The Last Bite – A Note from the Bureau for Food Security Livestock Team
We hope you have enjoyed Agrilink’s livestock month. A rich array of topics has been presented through insightful articles and videos. We hope to have connected you with additional knowledge platforms and networks and inspired you in your work.
Over the course of the month, blog posts from four continents have been shared, representing perspectives from livestock keepers and leading livestock experts, drawn from the private sector, International Livestock Research Institute (ILRI), Food and Agriculture Organization (FAO), and World Organisation for Animal Health (OIE), implementing partners, universities, three different U.S. government departments and from specialists outside the sector. We believe a multi-disciplinary approach is critical if we are to tackle the complex issues the livestock sector must confront. Look out for one last cross-over blog on livestock and technology as Agrilinks boots up Digital Agriculture Month in December.
To all our contributors, many thanks for generously sharing your perspectives and experiences and for playing your role in advancing learning and knowledge exchange.

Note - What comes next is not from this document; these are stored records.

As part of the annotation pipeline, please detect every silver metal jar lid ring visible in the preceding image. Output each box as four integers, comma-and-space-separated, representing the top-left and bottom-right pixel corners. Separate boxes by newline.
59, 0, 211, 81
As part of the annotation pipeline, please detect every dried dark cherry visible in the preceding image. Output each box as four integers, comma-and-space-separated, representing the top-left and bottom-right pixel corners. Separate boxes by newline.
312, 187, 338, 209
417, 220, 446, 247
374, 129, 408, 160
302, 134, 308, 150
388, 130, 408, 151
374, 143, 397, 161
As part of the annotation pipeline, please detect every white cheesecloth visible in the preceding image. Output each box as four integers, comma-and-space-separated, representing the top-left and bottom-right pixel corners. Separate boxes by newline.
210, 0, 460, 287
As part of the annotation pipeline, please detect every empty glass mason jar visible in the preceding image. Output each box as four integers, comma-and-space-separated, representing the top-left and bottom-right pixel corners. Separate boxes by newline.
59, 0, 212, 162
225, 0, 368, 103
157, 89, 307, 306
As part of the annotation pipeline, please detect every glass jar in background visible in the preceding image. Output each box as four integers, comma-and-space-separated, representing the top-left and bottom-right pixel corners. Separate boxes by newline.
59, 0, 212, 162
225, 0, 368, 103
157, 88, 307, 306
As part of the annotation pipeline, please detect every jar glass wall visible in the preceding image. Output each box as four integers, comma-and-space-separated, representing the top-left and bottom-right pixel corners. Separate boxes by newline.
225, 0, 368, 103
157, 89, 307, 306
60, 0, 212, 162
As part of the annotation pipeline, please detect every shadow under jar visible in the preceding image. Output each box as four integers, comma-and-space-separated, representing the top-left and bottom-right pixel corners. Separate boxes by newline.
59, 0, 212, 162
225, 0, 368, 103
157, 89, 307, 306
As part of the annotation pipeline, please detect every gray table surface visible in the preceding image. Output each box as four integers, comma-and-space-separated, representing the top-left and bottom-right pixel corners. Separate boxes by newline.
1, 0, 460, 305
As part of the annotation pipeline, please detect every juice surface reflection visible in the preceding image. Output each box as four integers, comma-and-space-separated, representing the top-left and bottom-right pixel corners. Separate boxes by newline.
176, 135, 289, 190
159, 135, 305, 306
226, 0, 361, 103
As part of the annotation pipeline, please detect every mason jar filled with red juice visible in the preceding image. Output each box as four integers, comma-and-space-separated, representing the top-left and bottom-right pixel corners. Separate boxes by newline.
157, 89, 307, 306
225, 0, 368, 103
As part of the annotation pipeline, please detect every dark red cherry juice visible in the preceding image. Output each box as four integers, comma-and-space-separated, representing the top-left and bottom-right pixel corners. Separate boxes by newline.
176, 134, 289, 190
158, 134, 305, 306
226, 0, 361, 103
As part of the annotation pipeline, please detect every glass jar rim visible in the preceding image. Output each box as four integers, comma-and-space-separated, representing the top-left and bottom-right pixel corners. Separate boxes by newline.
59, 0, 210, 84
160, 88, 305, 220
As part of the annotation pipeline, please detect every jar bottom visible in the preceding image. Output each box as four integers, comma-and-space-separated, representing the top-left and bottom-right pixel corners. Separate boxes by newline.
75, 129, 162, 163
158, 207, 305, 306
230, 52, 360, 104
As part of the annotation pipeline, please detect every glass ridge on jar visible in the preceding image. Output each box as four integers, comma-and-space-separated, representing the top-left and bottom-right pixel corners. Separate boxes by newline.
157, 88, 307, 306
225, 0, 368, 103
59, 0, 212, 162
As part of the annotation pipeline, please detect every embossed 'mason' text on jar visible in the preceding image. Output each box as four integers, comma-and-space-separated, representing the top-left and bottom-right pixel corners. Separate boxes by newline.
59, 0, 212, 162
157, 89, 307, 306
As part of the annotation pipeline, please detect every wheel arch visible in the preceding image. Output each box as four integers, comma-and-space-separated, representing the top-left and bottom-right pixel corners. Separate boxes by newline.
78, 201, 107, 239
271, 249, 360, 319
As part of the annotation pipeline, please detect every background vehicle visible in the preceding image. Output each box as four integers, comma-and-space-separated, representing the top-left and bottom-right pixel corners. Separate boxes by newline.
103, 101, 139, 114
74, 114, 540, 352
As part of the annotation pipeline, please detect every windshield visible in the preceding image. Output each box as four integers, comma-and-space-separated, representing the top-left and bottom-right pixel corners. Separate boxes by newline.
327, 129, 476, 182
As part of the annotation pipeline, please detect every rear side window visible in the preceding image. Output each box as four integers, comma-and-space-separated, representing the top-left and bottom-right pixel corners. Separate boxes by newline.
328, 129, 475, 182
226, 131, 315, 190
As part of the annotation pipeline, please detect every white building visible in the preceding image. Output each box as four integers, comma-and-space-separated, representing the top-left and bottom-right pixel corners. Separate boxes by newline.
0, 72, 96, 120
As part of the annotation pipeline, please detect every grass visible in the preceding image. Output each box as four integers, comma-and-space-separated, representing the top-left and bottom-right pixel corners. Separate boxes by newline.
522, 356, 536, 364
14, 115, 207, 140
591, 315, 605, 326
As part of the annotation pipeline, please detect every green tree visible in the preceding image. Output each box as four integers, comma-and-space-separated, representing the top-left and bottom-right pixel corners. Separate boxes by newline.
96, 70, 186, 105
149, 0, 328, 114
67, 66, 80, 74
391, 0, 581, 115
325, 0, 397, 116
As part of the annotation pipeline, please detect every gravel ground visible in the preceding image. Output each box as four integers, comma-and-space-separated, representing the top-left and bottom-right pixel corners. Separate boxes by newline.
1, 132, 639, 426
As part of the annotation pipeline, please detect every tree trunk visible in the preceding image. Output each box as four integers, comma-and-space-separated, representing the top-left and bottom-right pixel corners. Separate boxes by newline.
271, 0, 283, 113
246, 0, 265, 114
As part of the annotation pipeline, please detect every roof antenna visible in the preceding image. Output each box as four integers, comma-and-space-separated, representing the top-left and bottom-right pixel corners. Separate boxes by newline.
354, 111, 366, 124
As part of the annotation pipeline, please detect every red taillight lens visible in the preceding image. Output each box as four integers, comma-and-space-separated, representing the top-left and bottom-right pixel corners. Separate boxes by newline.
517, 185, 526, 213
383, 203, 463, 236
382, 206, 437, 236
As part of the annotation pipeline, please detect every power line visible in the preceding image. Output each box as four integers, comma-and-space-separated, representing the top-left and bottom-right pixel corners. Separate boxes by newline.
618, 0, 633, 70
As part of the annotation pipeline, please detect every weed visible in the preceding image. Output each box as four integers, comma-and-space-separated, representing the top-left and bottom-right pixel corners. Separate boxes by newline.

Although the focus of this month has been livestock, integration with crop production and the natural environment is the pathway to sustainable solutions. The articles over the month demonstrate the tremendous heterogeneity of production systems, the marked differences between and within developing and developed countries, the multifunctional nature of the roles livestock play and the need for data and evidence to support policy makers and other stakeholders including consumers in food systems around the world as they deal with complex trade-offs and significant uncertainties.
Several blog posts have made a strong case for a nuanced, evidence-based and balanced approach to addressing the role livestock play in achieving development outcomes. We must work to amplify the positive contribution livestock make but also acknowledge challenges livestock bring with them and seek to mitigate those negative externalities. Solutions must be locally appropriate and acceptable.
For our readers, we hope you have enjoyed the material. If you did, help us to magnify our reach and share a post or other resource with a colleague or counterpart. Is there something you want to know more about? Help us to take the pulse of this Agrilinks audience and share with us the topics which challenge and energize you!
As Thanksgiving fast approaches here in the U.S., we wanted to close out with an article about turkeys. However, having scoured our files for suitable material, the offerings were rather paltry (get it?!). Instead, we would like to share a wonderful article with an embedded short video about another American animal, the bison. There are several lessons we can learn from the fate of this great animal and the indigenous people who sustainably harvested its once vast herds. We might draw encouragement from the positive impact re-introducing these ungulates can have on a landscape’s ecology, biodiversity and productivity. The example in the article of nature-based solutions provides lessons that are relevant to the challenges we face today as we strive to achieve sustainable livestock production.
Happy holidays, we are thankful for the wonderful global livestock community we are part of.